Dr. Valerie Sims
Research interests: human-computer interaction, human-animal interaction, and individual differences in spatial ability
Dr. Matthew Chin
Research interests: intergroup discrimination, social identity, human-animal interaction, and human-robot interaction
Jason is a doctoral candidate in the Applied Experimental and Human Factors Psychology PhD program at the University of Central Florida. Jason received an MA in Spanish and an MS in Experimental Psychology from Georgia Southern University. His interests are at the intersection of cognition, technology, and human decision-making. Jason’s current research examines the impact of descriptive influence on decision-making under uncertainty. The intention of such research is to explore aspects of perceptual threat detection and risk analysis as to improve adaptive cognitions and behaviors in response to emergency warnings (i.e., tornadoes, hurricanes, terrorist attacks).

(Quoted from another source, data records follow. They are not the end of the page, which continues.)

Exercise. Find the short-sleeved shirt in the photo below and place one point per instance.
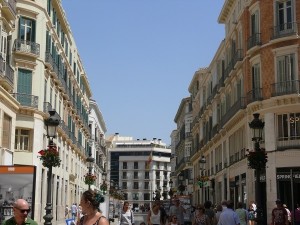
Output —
(12, 221)
(228, 217)
(279, 216)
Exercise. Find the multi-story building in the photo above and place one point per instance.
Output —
(183, 145)
(254, 70)
(141, 168)
(41, 70)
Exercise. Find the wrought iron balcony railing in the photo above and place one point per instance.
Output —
(26, 99)
(254, 95)
(286, 88)
(254, 40)
(284, 30)
(27, 47)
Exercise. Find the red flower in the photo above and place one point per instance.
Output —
(50, 157)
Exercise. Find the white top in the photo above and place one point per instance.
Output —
(155, 218)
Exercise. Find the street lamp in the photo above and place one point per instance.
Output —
(257, 127)
(90, 160)
(51, 124)
(202, 163)
(181, 187)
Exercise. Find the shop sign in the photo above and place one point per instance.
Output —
(294, 119)
(287, 176)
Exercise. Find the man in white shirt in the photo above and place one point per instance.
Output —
(229, 216)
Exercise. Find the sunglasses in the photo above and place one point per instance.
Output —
(24, 210)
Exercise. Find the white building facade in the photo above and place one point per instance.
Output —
(140, 168)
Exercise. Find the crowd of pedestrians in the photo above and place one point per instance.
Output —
(88, 213)
(207, 214)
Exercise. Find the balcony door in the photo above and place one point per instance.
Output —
(24, 87)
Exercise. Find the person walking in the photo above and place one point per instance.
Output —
(242, 213)
(279, 214)
(200, 218)
(210, 212)
(90, 202)
(74, 211)
(178, 210)
(251, 215)
(295, 215)
(154, 216)
(289, 213)
(173, 220)
(126, 215)
(229, 216)
(219, 210)
(21, 210)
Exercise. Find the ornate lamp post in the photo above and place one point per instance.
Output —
(90, 161)
(257, 127)
(181, 187)
(51, 124)
(202, 163)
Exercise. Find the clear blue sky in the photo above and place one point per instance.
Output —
(140, 57)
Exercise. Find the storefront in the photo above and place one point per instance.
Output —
(288, 185)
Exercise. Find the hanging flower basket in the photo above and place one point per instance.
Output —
(50, 157)
(103, 186)
(181, 188)
(201, 180)
(89, 179)
(257, 159)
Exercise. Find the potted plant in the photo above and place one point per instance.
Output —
(257, 159)
(50, 156)
(89, 179)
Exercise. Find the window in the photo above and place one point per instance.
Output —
(6, 131)
(254, 23)
(157, 174)
(135, 196)
(24, 86)
(286, 74)
(288, 126)
(286, 68)
(256, 77)
(146, 185)
(146, 196)
(284, 14)
(22, 138)
(27, 29)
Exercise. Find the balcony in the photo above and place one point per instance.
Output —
(284, 30)
(27, 47)
(9, 9)
(26, 99)
(254, 95)
(239, 104)
(229, 68)
(238, 56)
(6, 75)
(285, 88)
(47, 107)
(288, 143)
(254, 40)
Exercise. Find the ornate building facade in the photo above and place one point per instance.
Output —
(41, 70)
(254, 70)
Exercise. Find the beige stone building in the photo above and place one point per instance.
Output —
(41, 70)
(254, 70)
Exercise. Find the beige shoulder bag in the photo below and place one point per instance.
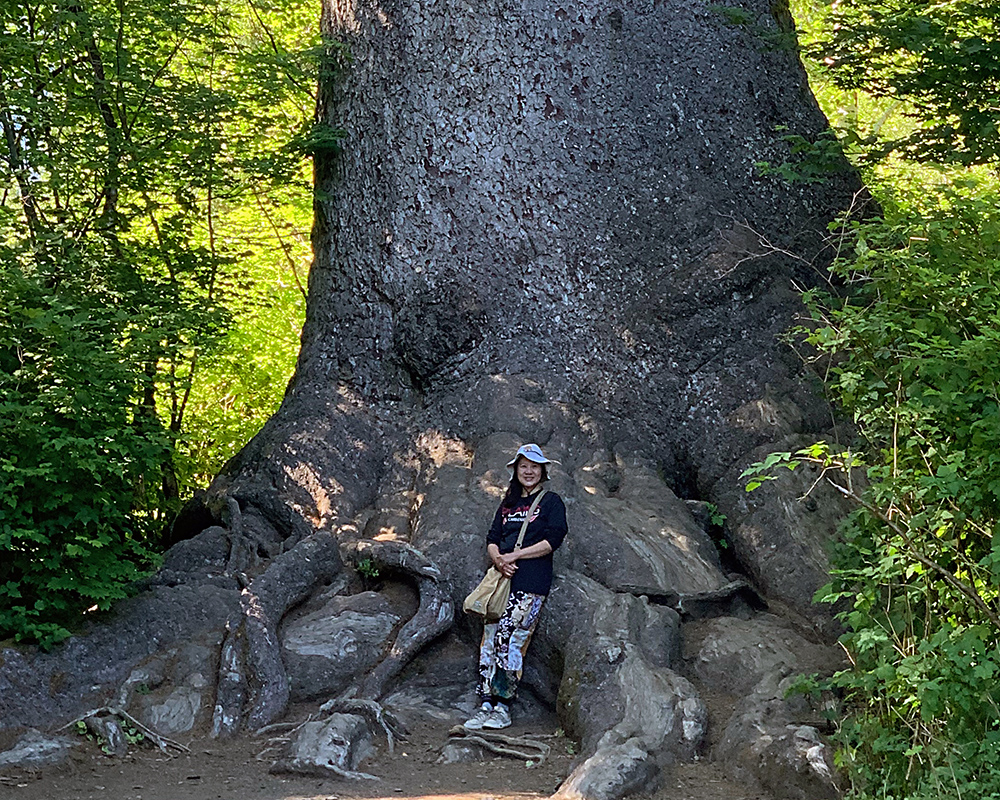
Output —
(489, 599)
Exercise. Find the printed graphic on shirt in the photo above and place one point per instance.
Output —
(517, 515)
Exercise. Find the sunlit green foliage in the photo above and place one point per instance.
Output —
(147, 194)
(940, 59)
(910, 349)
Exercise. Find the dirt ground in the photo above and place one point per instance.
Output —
(216, 770)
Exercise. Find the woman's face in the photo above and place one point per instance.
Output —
(529, 474)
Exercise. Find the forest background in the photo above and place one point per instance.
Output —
(154, 221)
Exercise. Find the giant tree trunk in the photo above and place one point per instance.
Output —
(547, 222)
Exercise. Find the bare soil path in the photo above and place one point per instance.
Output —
(216, 770)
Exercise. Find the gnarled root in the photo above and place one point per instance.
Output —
(335, 746)
(524, 748)
(373, 712)
(433, 618)
(251, 653)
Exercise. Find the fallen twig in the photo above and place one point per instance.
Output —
(160, 741)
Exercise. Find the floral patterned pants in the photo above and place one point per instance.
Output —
(501, 654)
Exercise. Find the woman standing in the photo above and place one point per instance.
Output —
(505, 642)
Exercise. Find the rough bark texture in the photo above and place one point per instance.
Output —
(546, 223)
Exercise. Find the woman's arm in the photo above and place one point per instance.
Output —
(508, 561)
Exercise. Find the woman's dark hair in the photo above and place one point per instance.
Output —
(513, 493)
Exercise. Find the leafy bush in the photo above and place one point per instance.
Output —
(80, 457)
(912, 351)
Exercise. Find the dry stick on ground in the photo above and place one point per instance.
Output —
(161, 741)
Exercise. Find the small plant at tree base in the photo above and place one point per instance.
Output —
(368, 569)
(715, 517)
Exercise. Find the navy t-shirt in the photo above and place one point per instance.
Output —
(547, 523)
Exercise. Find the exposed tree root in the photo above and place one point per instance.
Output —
(433, 618)
(253, 686)
(373, 712)
(524, 748)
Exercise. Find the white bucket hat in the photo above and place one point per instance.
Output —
(532, 452)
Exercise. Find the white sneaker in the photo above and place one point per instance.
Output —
(477, 720)
(500, 718)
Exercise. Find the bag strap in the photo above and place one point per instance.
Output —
(527, 519)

Briana is a doctoral candidate in the Human Factors and Cognitive Psychology PhD program. She received her Bachelor’s degree from Georgia Institute of Technology in 2018 with a major in Psychology and a minor in Industrial Design. Her research interests lie in cognitive mechanisms and dynamic coordination of teams, both Human-Human and Human-Technology.

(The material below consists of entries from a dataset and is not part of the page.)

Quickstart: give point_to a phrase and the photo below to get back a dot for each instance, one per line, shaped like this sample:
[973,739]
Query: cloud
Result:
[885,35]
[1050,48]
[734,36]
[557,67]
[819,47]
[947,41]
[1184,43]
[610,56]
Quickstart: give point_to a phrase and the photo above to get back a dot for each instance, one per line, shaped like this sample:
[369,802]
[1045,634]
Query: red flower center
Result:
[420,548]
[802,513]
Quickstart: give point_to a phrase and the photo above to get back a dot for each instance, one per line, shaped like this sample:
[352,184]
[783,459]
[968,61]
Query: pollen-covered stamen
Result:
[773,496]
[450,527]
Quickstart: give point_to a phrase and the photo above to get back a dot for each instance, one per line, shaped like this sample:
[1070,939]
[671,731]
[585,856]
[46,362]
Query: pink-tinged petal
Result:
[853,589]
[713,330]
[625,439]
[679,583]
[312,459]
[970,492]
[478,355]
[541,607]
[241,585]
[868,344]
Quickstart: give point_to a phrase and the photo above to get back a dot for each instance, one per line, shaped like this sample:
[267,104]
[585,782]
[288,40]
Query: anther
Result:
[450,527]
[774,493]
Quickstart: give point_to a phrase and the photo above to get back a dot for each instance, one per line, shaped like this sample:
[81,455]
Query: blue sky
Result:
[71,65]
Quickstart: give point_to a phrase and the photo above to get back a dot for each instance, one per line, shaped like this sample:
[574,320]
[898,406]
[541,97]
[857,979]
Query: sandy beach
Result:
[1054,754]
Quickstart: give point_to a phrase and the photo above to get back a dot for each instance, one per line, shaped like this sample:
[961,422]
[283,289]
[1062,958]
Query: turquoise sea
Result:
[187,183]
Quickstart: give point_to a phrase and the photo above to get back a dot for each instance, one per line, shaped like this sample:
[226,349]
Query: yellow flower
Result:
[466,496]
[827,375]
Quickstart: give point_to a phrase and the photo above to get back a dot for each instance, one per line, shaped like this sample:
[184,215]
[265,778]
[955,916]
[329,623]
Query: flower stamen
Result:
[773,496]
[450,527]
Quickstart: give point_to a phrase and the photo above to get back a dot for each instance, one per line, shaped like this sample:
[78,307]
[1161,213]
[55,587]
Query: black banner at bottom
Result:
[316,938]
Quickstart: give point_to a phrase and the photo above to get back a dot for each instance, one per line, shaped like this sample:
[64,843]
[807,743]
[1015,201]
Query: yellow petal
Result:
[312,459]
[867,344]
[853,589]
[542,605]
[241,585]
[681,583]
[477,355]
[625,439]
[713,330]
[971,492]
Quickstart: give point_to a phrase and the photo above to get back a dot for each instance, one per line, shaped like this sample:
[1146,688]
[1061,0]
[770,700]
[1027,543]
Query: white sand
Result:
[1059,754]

Kristen is a fourth year student in the Human Factors and Cognitive Psychology PhD program at University of Central Florida. She received her Bachelor’s in 2019 with a dual major in Psychology and English/Creative Writing at SUNY Binghamton. Her research interests include UI and UX design, game and simulation design, game learning, the relationship between video games and cognition, and how technology influences human communication and relationships. Kristen serves as the lab manager of the ACAT lab.
Gabby is a third-year student in the Human Factors and Cognitive Psychology Doctoral program at the University of Central Florida (UCF). She received her Bachelor’s in Fall 2019 from UCF in Psychology with a minor in Cognitive Sciences. Her primary research interests are risk perception and visual attention. Her most recent work explores (1) people’s knowledge and risk perception of indoor and ambient sources of air pollution and (2) whether self-view in video conference platforms behaves as an attentional capturer distracting users from their primary task.
Lizzie is a doctoral candidate in the Human Factors and Cognitive Psychology PhD program at the University of Central Florida. She received her Associate’s degree in Applied Computer Technology (2018), Bachelor’s in Human-Centered Computing (2020), and Master’s degree in Human-Computer Interaction (2022) at the Rochester Institute of Technology (RIT). Her research interests include UI and UX design, humans’ behavior with technology as individuals within their many and varied social contexts, and accessibility/inclusive designs. Lizzie has a background in front-end development and has worked on research projects as both a researcher and developer.